Hungary’s grid-scale battery buildout is moving into a more capital-intensive phase, with state-owned utility MVM committing roughly EUR 26 million to a 31 megawatt battery energy storage system at its Tiszaújváros site.
The project, sized at 62 megawatt-hours, reflects a growing recognition that balancing capacity is becoming a limiting factor as renewable generation increases, even in power systems that continue to rely heavily on gas-fired assets.
The investment is being financed through a combination of national funding and the European Union’s Recovery and Resilience Facility, with approximately EUR 11 million provided as non-repayable EU support. This funding structure highlights a broader trend across Central and Eastern Europe, where grid-scale storage economics remain closely tied to public financing mechanisms rather than merchant market revenues. At current cost levels, standalone battery projects in the region often struggle to achieve bankability without grants or regulated revenue frameworks.
MVM’s choice of a lithium-ion, containerized system aligns with the dominant technology deployed across Europe for short-duration storage. With a two-hour discharge profile, the Tiszaújváros facility is designed primarily for intraday balancing, frequency regulation, and short-term congestion management rather than seasonal energy shifting. These use cases are increasingly critical as solar generation expands and intraday price volatility rises, but they also limit the system’s ability to address longer-duration adequacy challenges.

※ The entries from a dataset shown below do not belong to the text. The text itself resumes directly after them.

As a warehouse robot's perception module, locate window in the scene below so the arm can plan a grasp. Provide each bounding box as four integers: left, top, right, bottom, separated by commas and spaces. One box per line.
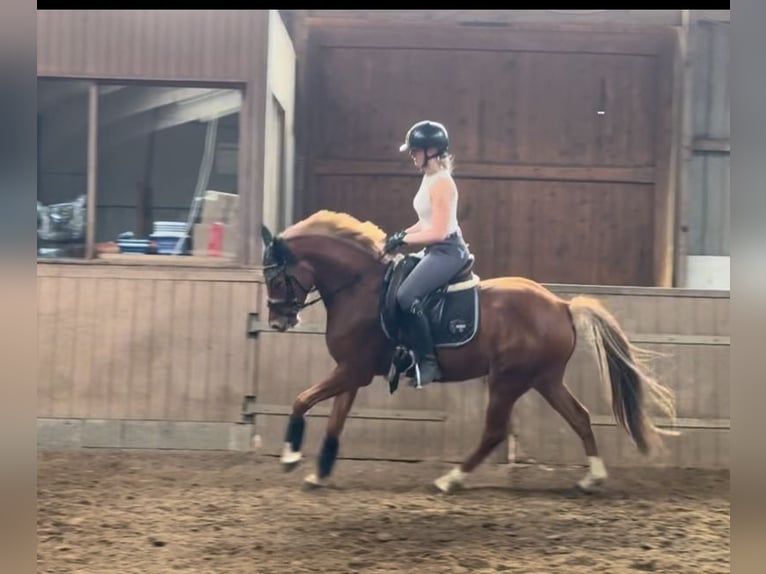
37, 79, 89, 258
38, 79, 242, 261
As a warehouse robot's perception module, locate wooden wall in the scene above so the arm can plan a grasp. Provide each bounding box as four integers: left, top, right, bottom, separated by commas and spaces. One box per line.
38, 264, 730, 467
685, 21, 731, 256
38, 264, 260, 422
294, 18, 675, 285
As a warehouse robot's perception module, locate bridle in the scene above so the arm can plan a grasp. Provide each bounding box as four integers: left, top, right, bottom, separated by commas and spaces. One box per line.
263, 252, 387, 314
263, 263, 322, 314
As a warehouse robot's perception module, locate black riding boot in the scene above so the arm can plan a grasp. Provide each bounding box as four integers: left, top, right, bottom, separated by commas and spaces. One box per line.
410, 301, 442, 388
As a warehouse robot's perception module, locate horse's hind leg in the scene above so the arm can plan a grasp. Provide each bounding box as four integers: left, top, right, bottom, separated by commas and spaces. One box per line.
434, 376, 529, 492
535, 376, 607, 491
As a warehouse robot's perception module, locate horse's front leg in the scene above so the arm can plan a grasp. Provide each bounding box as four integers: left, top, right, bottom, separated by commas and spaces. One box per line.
281, 365, 372, 471
304, 388, 358, 488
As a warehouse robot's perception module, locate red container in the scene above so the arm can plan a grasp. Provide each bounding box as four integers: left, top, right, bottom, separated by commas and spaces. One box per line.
207, 221, 223, 257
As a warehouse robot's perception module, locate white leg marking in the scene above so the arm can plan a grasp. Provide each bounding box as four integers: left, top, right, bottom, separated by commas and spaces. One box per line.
303, 472, 327, 487
281, 442, 303, 464
577, 456, 607, 490
434, 466, 468, 493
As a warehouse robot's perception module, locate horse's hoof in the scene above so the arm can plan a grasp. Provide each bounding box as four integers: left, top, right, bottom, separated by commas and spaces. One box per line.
303, 473, 327, 490
433, 478, 462, 494
282, 459, 301, 472
574, 479, 604, 494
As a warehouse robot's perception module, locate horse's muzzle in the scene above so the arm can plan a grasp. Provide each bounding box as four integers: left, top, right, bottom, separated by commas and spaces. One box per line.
269, 315, 300, 333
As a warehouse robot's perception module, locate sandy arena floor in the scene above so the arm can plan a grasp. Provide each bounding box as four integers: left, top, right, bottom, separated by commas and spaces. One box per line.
38, 451, 730, 574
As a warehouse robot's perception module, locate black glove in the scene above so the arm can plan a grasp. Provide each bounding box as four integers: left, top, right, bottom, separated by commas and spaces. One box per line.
383, 231, 407, 253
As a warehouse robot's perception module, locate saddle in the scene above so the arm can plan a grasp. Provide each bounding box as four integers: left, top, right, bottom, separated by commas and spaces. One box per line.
380, 253, 479, 393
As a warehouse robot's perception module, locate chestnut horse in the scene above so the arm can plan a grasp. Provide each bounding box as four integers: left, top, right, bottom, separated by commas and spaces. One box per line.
262, 211, 677, 492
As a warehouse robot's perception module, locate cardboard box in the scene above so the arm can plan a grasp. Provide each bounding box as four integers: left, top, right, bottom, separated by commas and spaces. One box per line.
201, 190, 239, 225
192, 223, 239, 258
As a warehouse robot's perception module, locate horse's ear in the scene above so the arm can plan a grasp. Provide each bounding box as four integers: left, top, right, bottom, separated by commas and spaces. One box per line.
261, 225, 274, 249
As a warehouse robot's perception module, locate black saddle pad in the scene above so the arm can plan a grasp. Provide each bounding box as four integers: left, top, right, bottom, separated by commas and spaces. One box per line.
380, 255, 479, 347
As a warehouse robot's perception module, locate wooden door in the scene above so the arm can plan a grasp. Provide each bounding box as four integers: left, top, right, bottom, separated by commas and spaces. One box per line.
297, 21, 672, 285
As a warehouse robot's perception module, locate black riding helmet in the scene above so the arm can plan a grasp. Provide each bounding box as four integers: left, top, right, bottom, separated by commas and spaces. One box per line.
399, 120, 449, 167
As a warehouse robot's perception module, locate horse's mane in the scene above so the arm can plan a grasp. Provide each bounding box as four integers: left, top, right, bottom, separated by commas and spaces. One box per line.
280, 209, 386, 253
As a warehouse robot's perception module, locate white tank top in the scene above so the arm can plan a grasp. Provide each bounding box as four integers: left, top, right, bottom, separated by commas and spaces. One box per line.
412, 171, 459, 235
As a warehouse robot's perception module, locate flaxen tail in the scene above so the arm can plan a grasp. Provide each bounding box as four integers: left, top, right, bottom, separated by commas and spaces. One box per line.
569, 295, 678, 454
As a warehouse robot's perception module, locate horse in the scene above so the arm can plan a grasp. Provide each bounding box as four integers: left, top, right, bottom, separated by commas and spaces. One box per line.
261, 210, 678, 493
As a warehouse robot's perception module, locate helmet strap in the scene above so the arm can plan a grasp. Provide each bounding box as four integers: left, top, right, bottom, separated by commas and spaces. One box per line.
420, 150, 441, 169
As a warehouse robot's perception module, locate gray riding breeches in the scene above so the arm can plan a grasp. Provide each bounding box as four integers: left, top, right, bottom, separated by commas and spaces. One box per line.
396, 234, 469, 312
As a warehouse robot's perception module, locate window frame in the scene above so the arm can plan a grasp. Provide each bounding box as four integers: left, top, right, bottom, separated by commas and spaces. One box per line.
36, 74, 249, 269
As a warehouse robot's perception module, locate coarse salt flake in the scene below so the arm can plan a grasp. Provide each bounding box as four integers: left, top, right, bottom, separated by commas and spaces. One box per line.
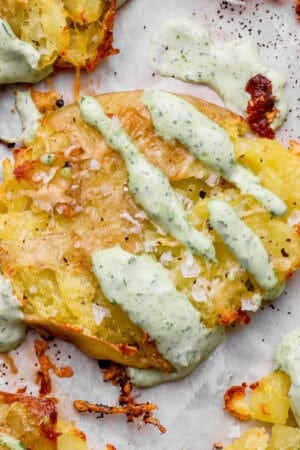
229, 425, 241, 439
192, 277, 209, 303
93, 303, 111, 325
180, 253, 201, 278
241, 294, 262, 312
205, 173, 220, 187
29, 286, 37, 294
159, 250, 173, 264
144, 239, 157, 253
120, 211, 142, 233
90, 159, 101, 170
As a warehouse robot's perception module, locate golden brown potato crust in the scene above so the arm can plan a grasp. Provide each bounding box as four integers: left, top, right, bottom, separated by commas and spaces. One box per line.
0, 0, 118, 71
0, 91, 300, 371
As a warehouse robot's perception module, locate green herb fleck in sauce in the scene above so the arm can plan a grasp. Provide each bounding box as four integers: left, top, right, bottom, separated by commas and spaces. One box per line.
150, 17, 287, 128
143, 89, 286, 216
0, 19, 53, 84
0, 274, 26, 353
92, 247, 224, 386
208, 200, 278, 291
80, 97, 215, 260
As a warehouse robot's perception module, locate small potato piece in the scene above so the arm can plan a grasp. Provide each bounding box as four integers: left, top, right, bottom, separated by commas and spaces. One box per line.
250, 371, 291, 424
224, 428, 268, 450
56, 420, 88, 450
224, 383, 251, 420
267, 424, 300, 450
224, 370, 291, 424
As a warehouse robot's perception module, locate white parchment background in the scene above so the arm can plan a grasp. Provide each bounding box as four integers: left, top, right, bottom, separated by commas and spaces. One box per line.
0, 0, 300, 450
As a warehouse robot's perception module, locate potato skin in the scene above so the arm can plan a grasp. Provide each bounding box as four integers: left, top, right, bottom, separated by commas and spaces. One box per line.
0, 0, 118, 72
25, 315, 174, 372
0, 91, 300, 372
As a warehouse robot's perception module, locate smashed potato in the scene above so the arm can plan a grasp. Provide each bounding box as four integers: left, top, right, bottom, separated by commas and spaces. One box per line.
0, 390, 88, 450
224, 371, 291, 424
224, 425, 300, 450
0, 0, 116, 71
0, 92, 300, 372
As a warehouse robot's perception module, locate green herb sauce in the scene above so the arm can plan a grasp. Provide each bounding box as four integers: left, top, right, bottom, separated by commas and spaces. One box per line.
150, 18, 287, 128
143, 89, 286, 216
92, 247, 224, 386
79, 97, 215, 260
0, 91, 43, 144
0, 274, 26, 353
0, 19, 53, 84
208, 200, 278, 291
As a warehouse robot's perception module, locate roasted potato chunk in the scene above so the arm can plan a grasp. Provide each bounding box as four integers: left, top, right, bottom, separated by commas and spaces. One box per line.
0, 92, 300, 372
0, 0, 115, 70
224, 371, 291, 424
224, 428, 269, 450
0, 391, 88, 450
224, 424, 300, 450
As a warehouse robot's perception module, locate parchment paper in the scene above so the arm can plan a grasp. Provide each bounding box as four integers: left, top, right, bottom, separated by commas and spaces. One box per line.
0, 0, 300, 450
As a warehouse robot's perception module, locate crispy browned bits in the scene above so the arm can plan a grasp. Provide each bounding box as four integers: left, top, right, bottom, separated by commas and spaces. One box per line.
246, 74, 278, 139
34, 340, 73, 395
73, 361, 167, 433
224, 383, 250, 420
0, 388, 60, 441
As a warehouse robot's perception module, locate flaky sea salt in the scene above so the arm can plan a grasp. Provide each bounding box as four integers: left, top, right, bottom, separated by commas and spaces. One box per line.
180, 253, 201, 278
287, 209, 300, 227
205, 173, 220, 187
90, 159, 101, 170
120, 211, 142, 233
229, 425, 241, 439
93, 303, 110, 325
192, 277, 210, 302
159, 250, 174, 264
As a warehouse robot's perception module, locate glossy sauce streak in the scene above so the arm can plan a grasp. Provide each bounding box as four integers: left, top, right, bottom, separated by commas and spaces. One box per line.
0, 91, 43, 144
143, 89, 286, 216
0, 19, 53, 84
150, 18, 287, 128
208, 200, 278, 291
0, 275, 26, 353
92, 247, 223, 386
274, 328, 300, 427
80, 97, 215, 260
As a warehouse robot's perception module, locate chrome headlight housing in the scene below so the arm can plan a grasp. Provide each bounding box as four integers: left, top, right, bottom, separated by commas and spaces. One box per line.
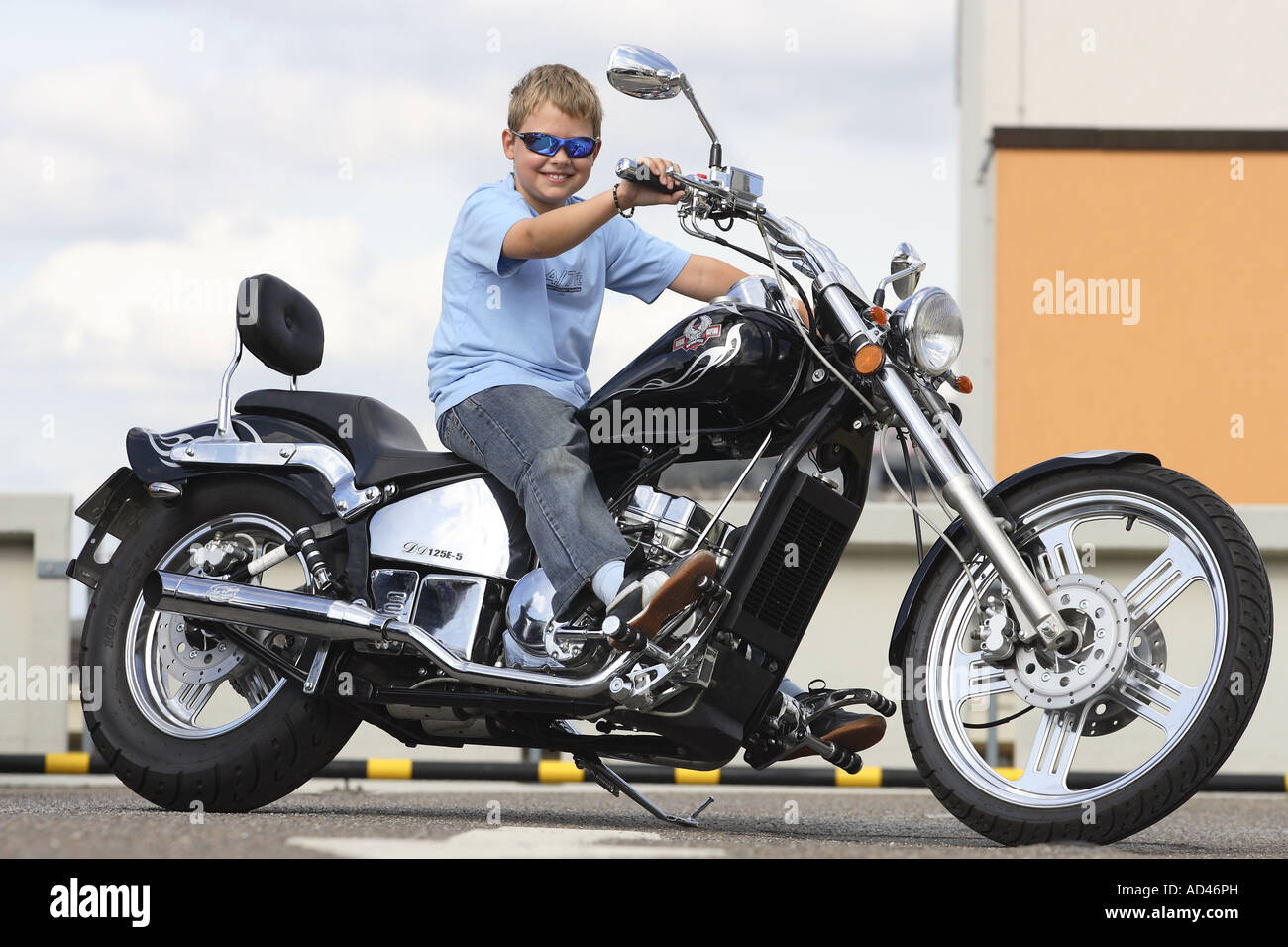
892, 286, 963, 376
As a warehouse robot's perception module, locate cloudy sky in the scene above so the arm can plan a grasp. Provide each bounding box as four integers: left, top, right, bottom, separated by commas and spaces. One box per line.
0, 0, 958, 517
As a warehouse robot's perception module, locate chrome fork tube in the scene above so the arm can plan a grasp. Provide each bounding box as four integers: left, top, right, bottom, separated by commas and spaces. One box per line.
877, 365, 1065, 646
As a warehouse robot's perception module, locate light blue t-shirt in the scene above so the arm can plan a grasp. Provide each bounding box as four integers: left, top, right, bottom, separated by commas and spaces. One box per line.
429, 171, 690, 416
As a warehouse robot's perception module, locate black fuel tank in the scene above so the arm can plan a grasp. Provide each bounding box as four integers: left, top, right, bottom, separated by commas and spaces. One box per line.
579, 303, 805, 455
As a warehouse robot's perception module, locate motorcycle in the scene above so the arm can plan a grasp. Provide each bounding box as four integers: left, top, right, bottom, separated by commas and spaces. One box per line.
68, 46, 1272, 844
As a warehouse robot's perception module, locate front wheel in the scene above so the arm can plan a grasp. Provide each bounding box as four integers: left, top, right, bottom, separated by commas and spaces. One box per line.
903, 463, 1272, 845
81, 476, 360, 811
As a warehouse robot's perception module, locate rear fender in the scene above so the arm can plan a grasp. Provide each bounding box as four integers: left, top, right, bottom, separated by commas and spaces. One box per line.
886, 451, 1162, 673
67, 415, 368, 588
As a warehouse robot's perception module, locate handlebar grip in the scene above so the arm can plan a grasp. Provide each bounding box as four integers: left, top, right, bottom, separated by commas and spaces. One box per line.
617, 158, 684, 194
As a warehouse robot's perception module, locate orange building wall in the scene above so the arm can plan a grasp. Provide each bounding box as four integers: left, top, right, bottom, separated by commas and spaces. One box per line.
994, 149, 1288, 504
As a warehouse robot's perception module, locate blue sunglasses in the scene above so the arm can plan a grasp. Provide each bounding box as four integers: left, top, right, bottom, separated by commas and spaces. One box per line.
510, 129, 599, 158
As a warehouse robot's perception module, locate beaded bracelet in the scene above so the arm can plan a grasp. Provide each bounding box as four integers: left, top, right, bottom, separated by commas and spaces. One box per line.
613, 184, 635, 218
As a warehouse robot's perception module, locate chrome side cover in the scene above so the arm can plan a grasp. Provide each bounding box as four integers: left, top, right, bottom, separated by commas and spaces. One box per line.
369, 474, 532, 579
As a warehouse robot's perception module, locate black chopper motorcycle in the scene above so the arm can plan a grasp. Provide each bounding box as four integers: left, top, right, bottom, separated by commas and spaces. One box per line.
68, 47, 1272, 844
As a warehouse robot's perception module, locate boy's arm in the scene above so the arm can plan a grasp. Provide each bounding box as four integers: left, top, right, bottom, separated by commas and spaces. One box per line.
501, 158, 684, 261
667, 254, 810, 326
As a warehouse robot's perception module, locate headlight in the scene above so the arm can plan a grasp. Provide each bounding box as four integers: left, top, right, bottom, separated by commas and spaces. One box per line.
894, 286, 962, 374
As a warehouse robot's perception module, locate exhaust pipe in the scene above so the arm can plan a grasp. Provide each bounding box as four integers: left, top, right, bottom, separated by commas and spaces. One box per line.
143, 570, 635, 697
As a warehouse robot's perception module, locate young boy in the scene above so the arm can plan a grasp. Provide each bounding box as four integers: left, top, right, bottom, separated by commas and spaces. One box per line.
429, 65, 885, 757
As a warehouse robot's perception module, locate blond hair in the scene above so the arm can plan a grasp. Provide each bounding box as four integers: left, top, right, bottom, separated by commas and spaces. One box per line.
509, 64, 604, 138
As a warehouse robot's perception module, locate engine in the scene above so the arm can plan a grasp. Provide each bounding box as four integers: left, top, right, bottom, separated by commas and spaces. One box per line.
502, 487, 738, 670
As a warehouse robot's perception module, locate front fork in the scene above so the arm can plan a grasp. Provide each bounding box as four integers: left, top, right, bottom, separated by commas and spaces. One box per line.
876, 364, 1068, 648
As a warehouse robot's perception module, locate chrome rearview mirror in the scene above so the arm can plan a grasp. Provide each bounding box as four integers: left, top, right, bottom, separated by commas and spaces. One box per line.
608, 44, 684, 99
883, 243, 926, 299
608, 43, 724, 165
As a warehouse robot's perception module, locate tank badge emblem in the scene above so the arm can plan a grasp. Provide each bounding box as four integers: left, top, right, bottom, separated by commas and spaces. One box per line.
671, 316, 724, 352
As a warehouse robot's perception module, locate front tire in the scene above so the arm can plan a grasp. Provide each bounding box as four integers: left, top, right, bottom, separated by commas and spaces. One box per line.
903, 463, 1272, 845
80, 476, 360, 811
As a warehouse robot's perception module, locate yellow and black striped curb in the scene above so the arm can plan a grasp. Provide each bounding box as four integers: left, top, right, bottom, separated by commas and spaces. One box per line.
0, 753, 1288, 792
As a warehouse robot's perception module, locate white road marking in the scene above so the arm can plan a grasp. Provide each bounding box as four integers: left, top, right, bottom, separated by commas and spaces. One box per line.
286, 826, 725, 858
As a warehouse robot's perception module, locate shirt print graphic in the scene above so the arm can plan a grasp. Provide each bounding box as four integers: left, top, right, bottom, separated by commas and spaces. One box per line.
546, 269, 581, 292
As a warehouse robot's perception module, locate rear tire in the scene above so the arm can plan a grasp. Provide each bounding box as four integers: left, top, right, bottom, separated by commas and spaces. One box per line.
80, 476, 361, 811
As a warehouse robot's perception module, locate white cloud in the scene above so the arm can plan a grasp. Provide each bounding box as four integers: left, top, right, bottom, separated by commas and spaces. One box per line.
7, 61, 194, 155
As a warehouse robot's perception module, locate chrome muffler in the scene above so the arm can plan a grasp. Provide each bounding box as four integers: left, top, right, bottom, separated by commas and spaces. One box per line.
143, 570, 635, 697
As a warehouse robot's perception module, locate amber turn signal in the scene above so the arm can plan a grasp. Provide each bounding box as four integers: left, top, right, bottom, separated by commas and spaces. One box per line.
854, 343, 885, 374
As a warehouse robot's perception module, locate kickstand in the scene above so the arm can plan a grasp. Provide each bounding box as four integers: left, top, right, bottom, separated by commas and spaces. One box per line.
572, 755, 716, 828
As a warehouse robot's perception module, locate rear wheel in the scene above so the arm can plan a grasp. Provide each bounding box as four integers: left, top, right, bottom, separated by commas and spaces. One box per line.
81, 476, 360, 811
903, 464, 1271, 844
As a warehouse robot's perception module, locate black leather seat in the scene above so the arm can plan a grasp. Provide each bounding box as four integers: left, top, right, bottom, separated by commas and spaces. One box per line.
236, 389, 483, 487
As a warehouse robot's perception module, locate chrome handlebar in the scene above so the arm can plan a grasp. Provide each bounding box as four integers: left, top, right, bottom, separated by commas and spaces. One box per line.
617, 158, 876, 347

The project’s co-location with a 1,000 megawatt gas turbine power plant under construction adds a strategic dimension. While the battery and gas facilities will operate independently, their parallel development underscores how storage is being positioned as a complement rather than a substitute for thermal capacity. Batteries can respond within milliseconds to grid fluctuations, smoothing renewable output and reducing ramping stress on gas units, but they do not eliminate the need for dispatchable generation during prolonged low-renewable periods.
From a system perspective, the integration of battery storage alongside gas generation reflects a pragmatic approach to energy transition constraints. Hungary’s renewable expansion has accelerated, but grid reinforcement and cross-border interconnection have not always kept pace. Battery systems offer a faster-to-deploy option for enhancing flexibility, particularly at sites where grid access and permitting are already in place, as is the case in Tiszaújváros.
Cost metrics provide additional context. At approximately EUR 840 per kilowatt of installed power and around EUR 420 per kilowatt-hour of storage capacity, the project sits within the typical range for European utility-scale lithium-ion systems supported by public funding. While prices have declined over the past decade, recent volatility in battery supply chains and raw material costs has slowed further reductions, reinforcing the role of subsidies in enabling deployment.
Construction is expected to be completed by June 30, 2026, with MVM stating that all technical and grid conditions are already secured. The presence of an existing smaller storage unit at the site suggests that operational experience is informing the scale-up, an important factor as utilities move from pilot installations toward assets that materially affect system operations.